Can ascites caused by tuberculous peritonitis be controlled?
A patient with tuberculous peritonitis developed ascites accompanied by pleural effusion and was hospitalized for one month. Anti-tuberculosis treatment was initiated for ten days, during which paracentesis was performed to drain the ascitic fluid. At discharge, the abdominal girth measured 50 cm and the pleural effusion depth was 18 cm. A follow-up examination was conducted two weeks later. The patient wishes to know whether the ascites associated with tuberculous peritonitis is improving, and how such ascites should be managed.
Can ascites in tuberculous peritonitis be controlled?
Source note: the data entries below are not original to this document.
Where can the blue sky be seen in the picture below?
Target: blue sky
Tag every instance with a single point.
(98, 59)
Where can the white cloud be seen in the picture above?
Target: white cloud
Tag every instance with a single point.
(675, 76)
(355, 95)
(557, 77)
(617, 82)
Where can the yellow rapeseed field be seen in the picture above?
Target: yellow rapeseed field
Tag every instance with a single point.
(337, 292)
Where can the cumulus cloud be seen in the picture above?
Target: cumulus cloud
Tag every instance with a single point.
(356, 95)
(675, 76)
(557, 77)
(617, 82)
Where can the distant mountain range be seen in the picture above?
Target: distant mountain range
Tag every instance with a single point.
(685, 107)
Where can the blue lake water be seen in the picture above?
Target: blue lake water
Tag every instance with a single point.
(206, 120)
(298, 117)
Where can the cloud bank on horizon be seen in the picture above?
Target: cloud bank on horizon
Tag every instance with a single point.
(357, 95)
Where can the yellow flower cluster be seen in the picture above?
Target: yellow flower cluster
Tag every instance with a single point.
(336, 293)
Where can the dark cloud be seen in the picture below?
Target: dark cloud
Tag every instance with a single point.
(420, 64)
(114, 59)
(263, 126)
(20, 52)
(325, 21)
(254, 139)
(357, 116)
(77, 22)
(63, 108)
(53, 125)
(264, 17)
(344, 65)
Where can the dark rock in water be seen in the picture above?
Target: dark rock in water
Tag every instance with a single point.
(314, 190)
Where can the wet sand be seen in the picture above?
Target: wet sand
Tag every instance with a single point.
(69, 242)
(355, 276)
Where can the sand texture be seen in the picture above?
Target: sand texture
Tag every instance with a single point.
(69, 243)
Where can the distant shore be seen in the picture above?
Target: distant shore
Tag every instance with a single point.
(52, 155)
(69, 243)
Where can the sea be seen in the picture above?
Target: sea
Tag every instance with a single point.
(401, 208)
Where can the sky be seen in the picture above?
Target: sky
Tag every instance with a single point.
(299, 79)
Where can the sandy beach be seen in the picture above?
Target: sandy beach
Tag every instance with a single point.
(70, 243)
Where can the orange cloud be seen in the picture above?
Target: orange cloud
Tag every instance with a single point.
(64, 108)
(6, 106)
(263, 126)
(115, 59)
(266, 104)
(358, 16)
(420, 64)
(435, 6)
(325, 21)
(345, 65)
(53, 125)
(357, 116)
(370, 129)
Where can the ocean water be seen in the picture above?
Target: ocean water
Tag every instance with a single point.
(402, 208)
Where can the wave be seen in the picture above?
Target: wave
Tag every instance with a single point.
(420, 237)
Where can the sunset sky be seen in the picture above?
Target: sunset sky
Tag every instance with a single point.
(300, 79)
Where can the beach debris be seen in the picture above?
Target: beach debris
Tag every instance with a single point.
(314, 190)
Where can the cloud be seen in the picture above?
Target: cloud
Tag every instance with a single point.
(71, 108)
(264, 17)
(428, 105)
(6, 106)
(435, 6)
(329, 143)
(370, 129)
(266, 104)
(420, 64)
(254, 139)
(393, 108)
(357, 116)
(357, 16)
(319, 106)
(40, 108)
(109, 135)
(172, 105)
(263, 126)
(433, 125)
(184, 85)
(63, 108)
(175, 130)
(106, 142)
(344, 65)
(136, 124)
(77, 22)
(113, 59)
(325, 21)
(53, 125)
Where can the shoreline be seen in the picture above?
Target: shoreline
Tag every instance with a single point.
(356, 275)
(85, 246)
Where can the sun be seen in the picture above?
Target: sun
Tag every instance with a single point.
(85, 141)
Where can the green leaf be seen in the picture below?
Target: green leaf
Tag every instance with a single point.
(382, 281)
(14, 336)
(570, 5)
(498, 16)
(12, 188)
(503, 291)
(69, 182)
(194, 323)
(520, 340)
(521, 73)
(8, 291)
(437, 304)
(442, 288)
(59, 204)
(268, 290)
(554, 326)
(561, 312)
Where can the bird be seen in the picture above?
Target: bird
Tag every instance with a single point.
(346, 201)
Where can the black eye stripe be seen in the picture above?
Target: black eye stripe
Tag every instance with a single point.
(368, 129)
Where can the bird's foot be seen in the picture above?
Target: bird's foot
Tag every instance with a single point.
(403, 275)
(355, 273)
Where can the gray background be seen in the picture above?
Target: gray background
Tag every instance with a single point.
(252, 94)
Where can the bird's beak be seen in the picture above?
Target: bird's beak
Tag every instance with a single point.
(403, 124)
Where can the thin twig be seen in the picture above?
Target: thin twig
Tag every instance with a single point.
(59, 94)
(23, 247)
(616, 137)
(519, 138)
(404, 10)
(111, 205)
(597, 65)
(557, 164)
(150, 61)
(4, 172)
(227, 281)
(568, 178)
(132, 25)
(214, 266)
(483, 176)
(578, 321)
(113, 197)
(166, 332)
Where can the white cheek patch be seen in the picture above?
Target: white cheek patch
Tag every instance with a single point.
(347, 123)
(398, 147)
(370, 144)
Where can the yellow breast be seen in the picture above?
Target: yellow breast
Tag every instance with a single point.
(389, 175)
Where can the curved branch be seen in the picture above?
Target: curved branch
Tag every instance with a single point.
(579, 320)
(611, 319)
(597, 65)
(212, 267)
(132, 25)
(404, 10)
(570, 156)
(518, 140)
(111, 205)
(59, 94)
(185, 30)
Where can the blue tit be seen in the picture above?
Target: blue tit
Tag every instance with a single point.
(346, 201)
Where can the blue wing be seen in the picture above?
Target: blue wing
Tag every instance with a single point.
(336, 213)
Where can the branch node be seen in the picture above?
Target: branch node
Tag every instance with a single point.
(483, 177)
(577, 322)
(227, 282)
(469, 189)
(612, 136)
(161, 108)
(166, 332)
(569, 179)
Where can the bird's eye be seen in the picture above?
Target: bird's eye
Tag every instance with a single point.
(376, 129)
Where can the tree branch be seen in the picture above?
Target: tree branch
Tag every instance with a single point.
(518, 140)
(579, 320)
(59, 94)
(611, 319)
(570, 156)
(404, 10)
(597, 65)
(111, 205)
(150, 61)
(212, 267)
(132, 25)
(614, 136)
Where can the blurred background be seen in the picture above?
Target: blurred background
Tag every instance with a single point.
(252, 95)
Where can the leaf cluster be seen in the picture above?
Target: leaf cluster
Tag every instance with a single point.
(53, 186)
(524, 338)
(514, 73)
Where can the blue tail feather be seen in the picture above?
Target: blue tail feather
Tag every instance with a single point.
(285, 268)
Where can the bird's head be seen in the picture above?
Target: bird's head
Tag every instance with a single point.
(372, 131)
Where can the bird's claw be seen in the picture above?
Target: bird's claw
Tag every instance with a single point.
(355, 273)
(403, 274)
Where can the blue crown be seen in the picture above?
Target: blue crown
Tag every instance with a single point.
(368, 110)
Ascites due to tuberculous peritonitis is generally controllable. The primary treatment modality is anti-tuberculosis drug therapy. In patients with mild ascites, consistent administration of anti-tuberculosis medications over an appropriate duration usually suffices to control disease progression. For those with large-volume ascites, therapeutic paracentesis is required to remove excess fluid, combined with standard anti-tuberculosis treatment. In certain cases, intraperitoneal injection of anti-tuberculosis drugs following paracentesis may also be considered.

Tuberculous peritonitis is a chronic infectious, catabolic condition. Patients often develop malnutrition, anemia, weight loss, and immunosuppression, thereby increasing susceptibility to extrapulmonary tuberculosis involvement at other sites.

Additionally, intestinal obstruction—particularly adhesive obstruction—is common among patients with tuberculous peritonitis, leading to symptoms such as nausea, vomiting, abdominal pain, distension, and cessation of flatus and bowel movements. Constipation, difficulty defecating, and hard stools are frequently observed. Surgical intervention may be necessary to relieve obstruction when conservative management fails. Some patients may also develop suppurative peritonitis, resulting in severe systemic infection. We hope this information proves helpful!